In demselben Heft findet sich eine Besprechung der Tonträger-Serie „Edition World Network“ „aus der Schatzkammer des WDR“: „Inhaltlich dokumentieren die 14 CDs Jahre verantwortungsbewußter Produzententätigkeit im Ethnobereich, die nicht von kommerziellen Erwägungen geprägt sind, und so das Wesentliche festhält, das sich nun, im Nachhinein, auch noch als Kassenschlager erwiesen hat.“

In den Kultur-Notizen desselben Heftes findet sich unter dem Stichwort noch ein ausführlicher Hinweis auf die „erfolgreiche Sendereihe Zur Weltgeschichte der Volksmusik“ im Musikatlas des Westdeutschen Rundfunks. Ein guter Instinkt leitete die Abtlg. Öffentlichkkeitsarbeit; die Rückseite dieses Heftes, das durch die Hände der meisten Musikfreunde in Deutschland gehen wird, ziert eine schön gestaltete, ganzseitige Anzeige mit der Übersicht aller Sendezeiten: Folk – Volksmusik – Musik der Völker – im WDR.

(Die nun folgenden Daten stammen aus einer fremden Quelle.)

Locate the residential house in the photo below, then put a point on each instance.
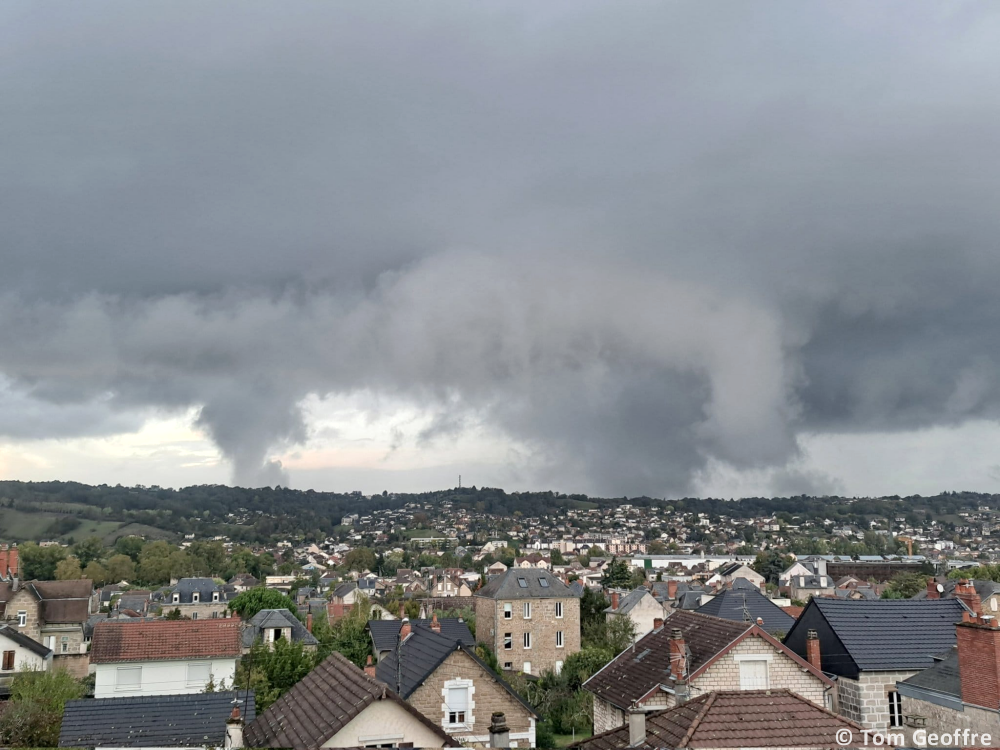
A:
(777, 719)
(164, 657)
(443, 678)
(19, 653)
(870, 645)
(690, 654)
(196, 598)
(339, 705)
(196, 720)
(639, 605)
(273, 625)
(385, 633)
(747, 604)
(530, 619)
(53, 613)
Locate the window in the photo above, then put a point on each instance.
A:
(753, 674)
(895, 709)
(199, 673)
(128, 678)
(458, 704)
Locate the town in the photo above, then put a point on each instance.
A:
(441, 623)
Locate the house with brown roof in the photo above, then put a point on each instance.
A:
(690, 654)
(338, 705)
(733, 719)
(54, 614)
(164, 657)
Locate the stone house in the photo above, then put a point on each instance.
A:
(871, 645)
(689, 654)
(452, 687)
(530, 619)
(54, 614)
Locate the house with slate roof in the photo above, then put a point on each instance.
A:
(162, 721)
(690, 654)
(530, 619)
(758, 718)
(339, 705)
(442, 677)
(871, 645)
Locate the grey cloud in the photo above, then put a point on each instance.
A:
(633, 237)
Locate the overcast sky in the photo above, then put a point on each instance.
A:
(608, 247)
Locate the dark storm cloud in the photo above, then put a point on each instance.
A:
(633, 236)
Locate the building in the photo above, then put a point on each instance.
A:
(338, 705)
(163, 721)
(164, 657)
(530, 619)
(54, 614)
(690, 654)
(444, 679)
(870, 645)
(759, 719)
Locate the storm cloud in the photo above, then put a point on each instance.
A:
(637, 239)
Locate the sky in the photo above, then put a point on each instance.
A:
(628, 248)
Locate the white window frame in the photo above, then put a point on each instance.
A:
(130, 687)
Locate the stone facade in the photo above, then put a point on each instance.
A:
(486, 696)
(866, 699)
(543, 626)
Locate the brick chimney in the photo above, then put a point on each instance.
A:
(979, 660)
(966, 592)
(932, 592)
(813, 655)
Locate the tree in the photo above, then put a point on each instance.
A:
(33, 715)
(68, 570)
(252, 601)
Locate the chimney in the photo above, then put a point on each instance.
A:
(966, 592)
(812, 650)
(979, 661)
(234, 730)
(636, 727)
(499, 731)
(671, 589)
(932, 592)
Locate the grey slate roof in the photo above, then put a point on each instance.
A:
(277, 618)
(195, 720)
(729, 605)
(384, 632)
(538, 584)
(890, 633)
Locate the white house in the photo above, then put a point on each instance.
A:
(164, 657)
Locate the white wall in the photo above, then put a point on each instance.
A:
(162, 677)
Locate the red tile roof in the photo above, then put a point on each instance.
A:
(165, 639)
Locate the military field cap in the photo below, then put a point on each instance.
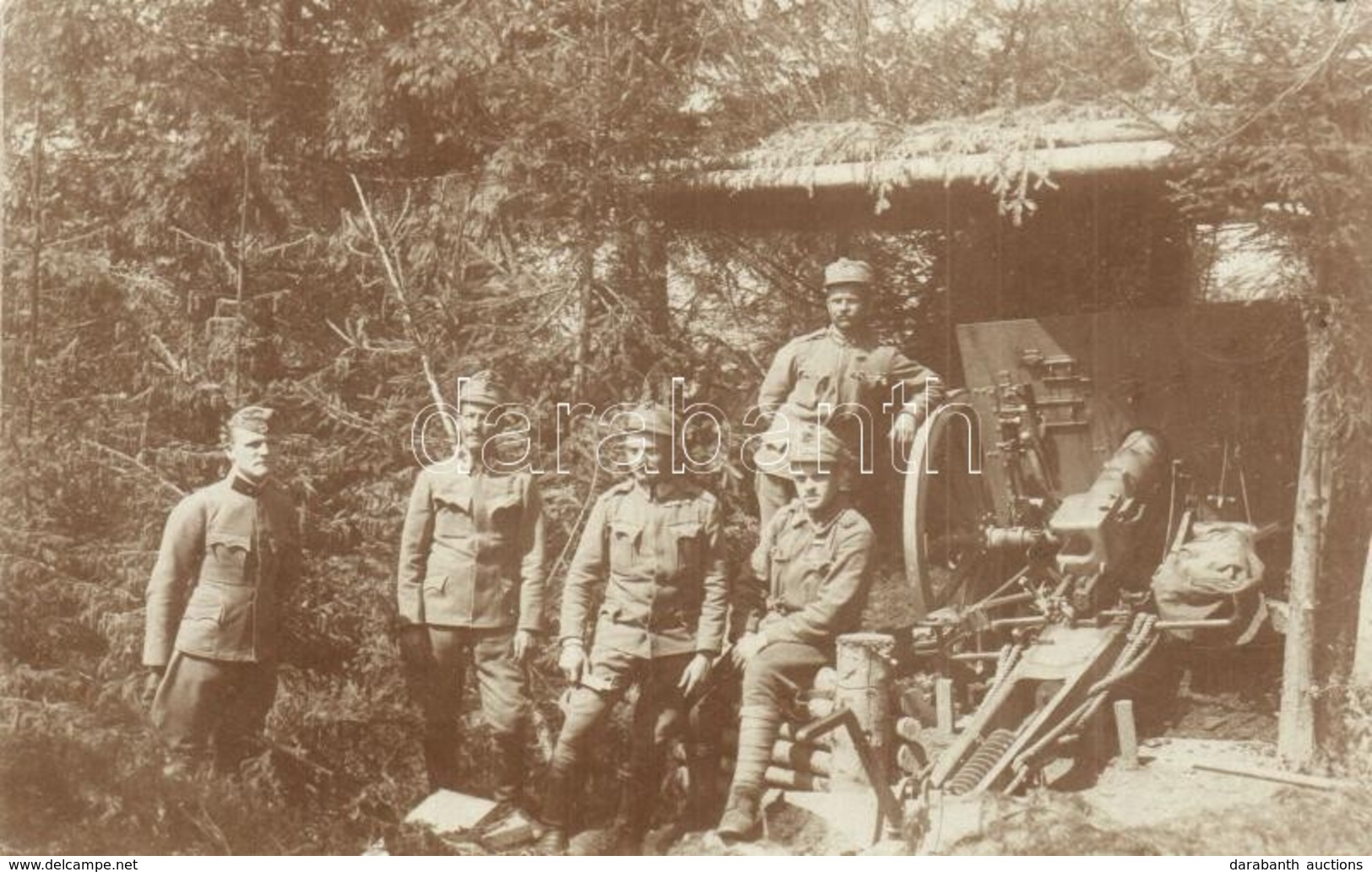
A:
(844, 272)
(483, 390)
(648, 419)
(811, 443)
(252, 419)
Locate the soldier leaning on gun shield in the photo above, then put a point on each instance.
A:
(469, 584)
(654, 544)
(812, 568)
(230, 555)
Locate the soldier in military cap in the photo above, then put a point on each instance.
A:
(812, 568)
(653, 542)
(230, 555)
(827, 376)
(471, 586)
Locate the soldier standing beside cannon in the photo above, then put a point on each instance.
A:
(230, 554)
(654, 544)
(471, 584)
(814, 568)
(840, 377)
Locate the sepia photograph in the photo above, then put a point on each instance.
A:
(729, 428)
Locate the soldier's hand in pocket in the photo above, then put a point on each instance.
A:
(149, 685)
(746, 647)
(572, 661)
(695, 674)
(523, 645)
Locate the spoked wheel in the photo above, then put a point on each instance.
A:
(947, 502)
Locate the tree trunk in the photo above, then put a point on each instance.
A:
(1363, 650)
(586, 277)
(1295, 727)
(30, 346)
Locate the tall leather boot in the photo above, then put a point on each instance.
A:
(509, 768)
(702, 799)
(441, 756)
(757, 728)
(556, 810)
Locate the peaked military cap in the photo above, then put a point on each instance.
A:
(811, 443)
(482, 390)
(648, 419)
(252, 419)
(844, 272)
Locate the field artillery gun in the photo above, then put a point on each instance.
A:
(1031, 557)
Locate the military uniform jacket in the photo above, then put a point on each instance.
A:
(472, 551)
(845, 373)
(662, 561)
(816, 579)
(230, 553)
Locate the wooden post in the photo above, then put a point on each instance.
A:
(863, 665)
(1363, 649)
(1295, 726)
(943, 707)
(1126, 734)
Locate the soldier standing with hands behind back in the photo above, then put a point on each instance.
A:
(230, 554)
(840, 377)
(471, 584)
(654, 544)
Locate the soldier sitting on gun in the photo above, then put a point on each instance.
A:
(654, 544)
(814, 566)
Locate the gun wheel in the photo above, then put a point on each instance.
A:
(946, 505)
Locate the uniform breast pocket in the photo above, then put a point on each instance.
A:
(230, 554)
(691, 546)
(203, 609)
(505, 516)
(811, 384)
(812, 577)
(623, 544)
(452, 516)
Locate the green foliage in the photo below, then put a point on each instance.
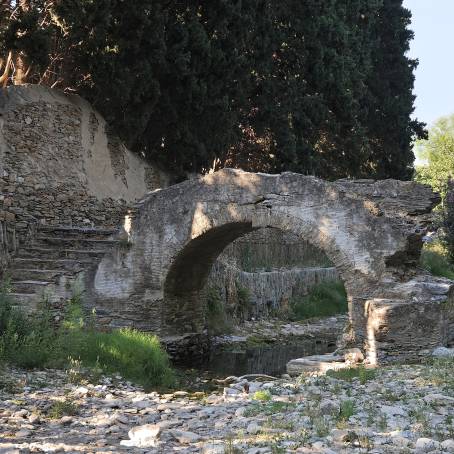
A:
(347, 409)
(351, 373)
(325, 299)
(434, 258)
(34, 342)
(25, 341)
(448, 221)
(62, 408)
(438, 154)
(296, 85)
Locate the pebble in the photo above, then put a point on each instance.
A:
(400, 410)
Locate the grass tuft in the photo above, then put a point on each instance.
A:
(434, 258)
(32, 342)
(349, 374)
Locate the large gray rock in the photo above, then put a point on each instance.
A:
(371, 231)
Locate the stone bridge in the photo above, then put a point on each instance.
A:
(371, 231)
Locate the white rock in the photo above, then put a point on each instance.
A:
(253, 428)
(443, 352)
(231, 392)
(329, 407)
(448, 445)
(81, 391)
(213, 449)
(185, 437)
(143, 436)
(23, 433)
(353, 356)
(240, 411)
(425, 445)
(393, 410)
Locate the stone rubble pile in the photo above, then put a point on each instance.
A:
(401, 409)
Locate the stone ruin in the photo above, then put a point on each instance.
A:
(371, 231)
(63, 180)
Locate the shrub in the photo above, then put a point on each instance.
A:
(25, 341)
(263, 396)
(34, 342)
(348, 374)
(325, 299)
(62, 408)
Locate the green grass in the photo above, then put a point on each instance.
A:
(62, 408)
(347, 409)
(325, 299)
(262, 396)
(434, 258)
(348, 374)
(34, 342)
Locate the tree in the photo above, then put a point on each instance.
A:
(390, 99)
(437, 154)
(315, 87)
(437, 170)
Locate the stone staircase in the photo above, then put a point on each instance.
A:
(51, 267)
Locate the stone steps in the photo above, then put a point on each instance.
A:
(20, 274)
(58, 253)
(53, 262)
(73, 242)
(29, 286)
(58, 264)
(77, 232)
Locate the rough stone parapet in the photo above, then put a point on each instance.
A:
(371, 231)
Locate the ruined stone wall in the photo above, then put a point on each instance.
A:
(272, 249)
(273, 267)
(59, 165)
(269, 293)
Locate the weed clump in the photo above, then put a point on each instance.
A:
(32, 342)
(435, 259)
(351, 373)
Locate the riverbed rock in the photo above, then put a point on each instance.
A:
(398, 409)
(142, 436)
(443, 352)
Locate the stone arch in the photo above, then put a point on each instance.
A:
(189, 270)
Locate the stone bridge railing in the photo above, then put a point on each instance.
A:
(371, 231)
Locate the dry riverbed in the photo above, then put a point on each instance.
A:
(399, 409)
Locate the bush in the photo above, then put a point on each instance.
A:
(34, 342)
(325, 299)
(350, 373)
(28, 342)
(434, 258)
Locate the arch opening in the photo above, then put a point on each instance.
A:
(214, 275)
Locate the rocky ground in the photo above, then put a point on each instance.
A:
(398, 409)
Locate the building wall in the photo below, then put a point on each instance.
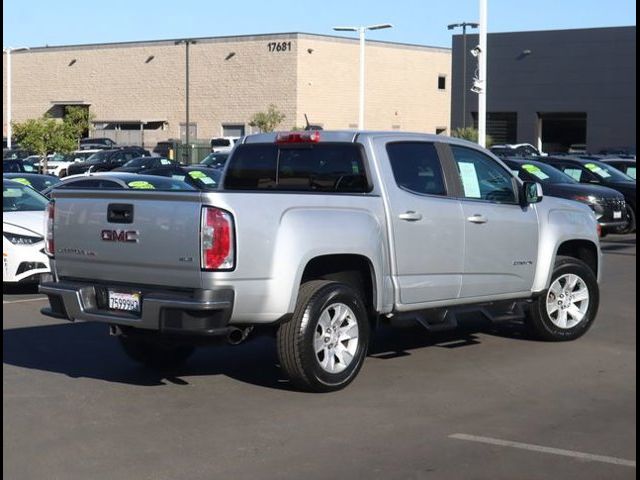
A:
(401, 85)
(584, 70)
(121, 84)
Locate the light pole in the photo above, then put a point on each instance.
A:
(482, 76)
(464, 26)
(8, 52)
(361, 31)
(186, 42)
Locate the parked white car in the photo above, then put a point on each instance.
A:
(23, 217)
(223, 144)
(57, 164)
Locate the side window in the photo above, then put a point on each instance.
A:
(482, 177)
(416, 167)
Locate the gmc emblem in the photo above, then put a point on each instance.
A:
(128, 236)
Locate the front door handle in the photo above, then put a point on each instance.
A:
(477, 218)
(410, 216)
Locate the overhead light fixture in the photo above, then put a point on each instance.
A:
(477, 86)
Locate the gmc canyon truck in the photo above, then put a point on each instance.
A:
(321, 235)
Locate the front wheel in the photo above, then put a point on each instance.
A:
(568, 308)
(155, 354)
(324, 344)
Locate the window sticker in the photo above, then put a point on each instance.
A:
(141, 185)
(202, 177)
(601, 172)
(535, 171)
(23, 181)
(631, 171)
(574, 173)
(469, 178)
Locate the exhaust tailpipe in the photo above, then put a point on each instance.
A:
(238, 335)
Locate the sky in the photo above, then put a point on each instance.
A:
(66, 22)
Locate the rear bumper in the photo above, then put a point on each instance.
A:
(199, 312)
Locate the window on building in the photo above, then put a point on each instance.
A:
(193, 131)
(233, 130)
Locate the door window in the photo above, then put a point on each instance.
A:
(482, 177)
(416, 167)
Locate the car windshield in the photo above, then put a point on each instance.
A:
(138, 162)
(607, 172)
(37, 182)
(539, 172)
(215, 159)
(205, 179)
(97, 157)
(20, 198)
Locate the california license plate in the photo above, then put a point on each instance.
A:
(126, 302)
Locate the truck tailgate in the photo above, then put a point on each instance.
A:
(137, 237)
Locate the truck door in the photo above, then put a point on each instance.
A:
(501, 237)
(427, 229)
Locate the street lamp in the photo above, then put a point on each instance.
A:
(8, 51)
(361, 30)
(464, 26)
(186, 42)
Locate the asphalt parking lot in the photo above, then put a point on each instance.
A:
(479, 403)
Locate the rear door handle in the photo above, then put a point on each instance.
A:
(410, 216)
(477, 218)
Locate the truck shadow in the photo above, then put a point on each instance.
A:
(84, 350)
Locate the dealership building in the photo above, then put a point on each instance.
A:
(135, 91)
(552, 89)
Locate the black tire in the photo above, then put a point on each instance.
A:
(538, 320)
(296, 337)
(155, 354)
(631, 226)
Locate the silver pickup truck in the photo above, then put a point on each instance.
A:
(320, 235)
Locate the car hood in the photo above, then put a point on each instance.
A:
(31, 221)
(570, 190)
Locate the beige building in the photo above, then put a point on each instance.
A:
(136, 90)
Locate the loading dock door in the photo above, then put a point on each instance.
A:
(561, 130)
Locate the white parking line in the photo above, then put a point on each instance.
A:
(541, 449)
(24, 300)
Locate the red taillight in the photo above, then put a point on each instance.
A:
(298, 137)
(49, 246)
(216, 239)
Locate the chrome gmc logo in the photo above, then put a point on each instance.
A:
(127, 236)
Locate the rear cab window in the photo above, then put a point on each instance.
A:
(321, 167)
(416, 167)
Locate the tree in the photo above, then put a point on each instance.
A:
(43, 136)
(471, 134)
(78, 119)
(269, 120)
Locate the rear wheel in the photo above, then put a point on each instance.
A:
(155, 354)
(324, 344)
(568, 308)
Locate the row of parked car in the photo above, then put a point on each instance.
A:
(609, 192)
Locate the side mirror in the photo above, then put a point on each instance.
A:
(531, 193)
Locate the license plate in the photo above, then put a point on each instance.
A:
(126, 302)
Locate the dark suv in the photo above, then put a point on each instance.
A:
(107, 160)
(599, 173)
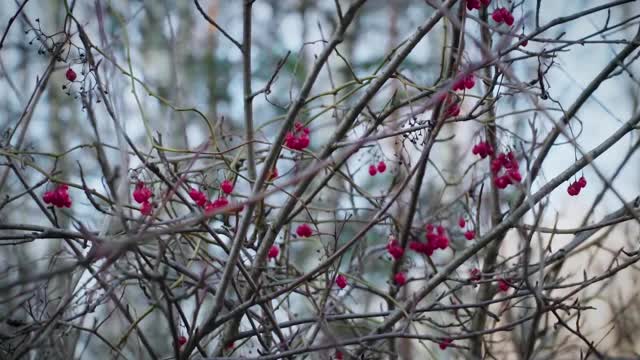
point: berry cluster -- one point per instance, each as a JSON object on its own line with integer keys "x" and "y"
{"x": 435, "y": 240}
{"x": 274, "y": 250}
{"x": 299, "y": 138}
{"x": 502, "y": 15}
{"x": 142, "y": 194}
{"x": 395, "y": 250}
{"x": 511, "y": 174}
{"x": 304, "y": 230}
{"x": 576, "y": 186}
{"x": 482, "y": 149}
{"x": 380, "y": 168}
{"x": 464, "y": 82}
{"x": 341, "y": 281}
{"x": 476, "y": 4}
{"x": 58, "y": 197}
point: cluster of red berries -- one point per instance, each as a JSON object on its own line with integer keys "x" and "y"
{"x": 299, "y": 138}
{"x": 576, "y": 186}
{"x": 512, "y": 172}
{"x": 445, "y": 343}
{"x": 58, "y": 197}
{"x": 469, "y": 234}
{"x": 400, "y": 278}
{"x": 274, "y": 250}
{"x": 435, "y": 240}
{"x": 482, "y": 149}
{"x": 502, "y": 15}
{"x": 380, "y": 168}
{"x": 476, "y": 4}
{"x": 475, "y": 274}
{"x": 395, "y": 250}
{"x": 465, "y": 82}
{"x": 304, "y": 230}
{"x": 142, "y": 194}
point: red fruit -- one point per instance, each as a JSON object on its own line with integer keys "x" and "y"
{"x": 475, "y": 274}
{"x": 445, "y": 343}
{"x": 146, "y": 208}
{"x": 470, "y": 234}
{"x": 503, "y": 285}
{"x": 182, "y": 340}
{"x": 141, "y": 194}
{"x": 304, "y": 230}
{"x": 501, "y": 182}
{"x": 400, "y": 278}
{"x": 582, "y": 182}
{"x": 273, "y": 252}
{"x": 58, "y": 197}
{"x": 226, "y": 186}
{"x": 70, "y": 74}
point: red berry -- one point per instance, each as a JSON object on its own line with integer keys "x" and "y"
{"x": 400, "y": 278}
{"x": 70, "y": 74}
{"x": 503, "y": 285}
{"x": 304, "y": 230}
{"x": 226, "y": 186}
{"x": 582, "y": 182}
{"x": 182, "y": 340}
{"x": 146, "y": 208}
{"x": 273, "y": 252}
{"x": 470, "y": 234}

Und dann steht auf der nächsten Seite in einem Kästchen das Wort MIDARE und ein kleiner Moderationstext:

Dies ist wohl das berühmteste Stück der alten Kunstmusik Japans… hier erklingt es im Japanischen Kulturinstitut aus Anlass der Tagung des ICTM; das ist die Abkürzung für „International Council for Traditional Music“ – mit diesem Wort hilft man sich gern, wenn man Volksmusik und Kunstmusik der alten Kulturen gleichermaßen umfassen will.

Wiederum die nächste beschriebene Seite zeigt den Entwurf eines Programmtips für die Matinee „Bluegrass … oder dergleichen … eins steht aber fest: PETER ROWAN kommt! Ins Museum Bochum und in WDR 1 Sonntag um 11 Matinee der Liedersänger.“

Nächste Seite: WDR Programmtip „Wollen Sie zu Ferienbeginn eine Gratisreise – in die gute alte Zeit? Nachtmusik im WDR: Romantische Lieder mit dem CARUS-Quintett. Samstagabend um 10: zuhaus live auf WDR3, real und gratis im Kölner Funkhaus. (Alternativ-Version: Heute abend um 10.)

Also: das Datum stand kurz bevor. Auf dem nächsten Blatt folgt der Text zu ABGEHÖRT – Neue Schallplatten 22.3.93 / Das war ein Montag. Ich könnte diesen Text also am Wochenende vorher geschrieben haben – zum Beispiel am besagten „Todestag“, dem 20. März 1993.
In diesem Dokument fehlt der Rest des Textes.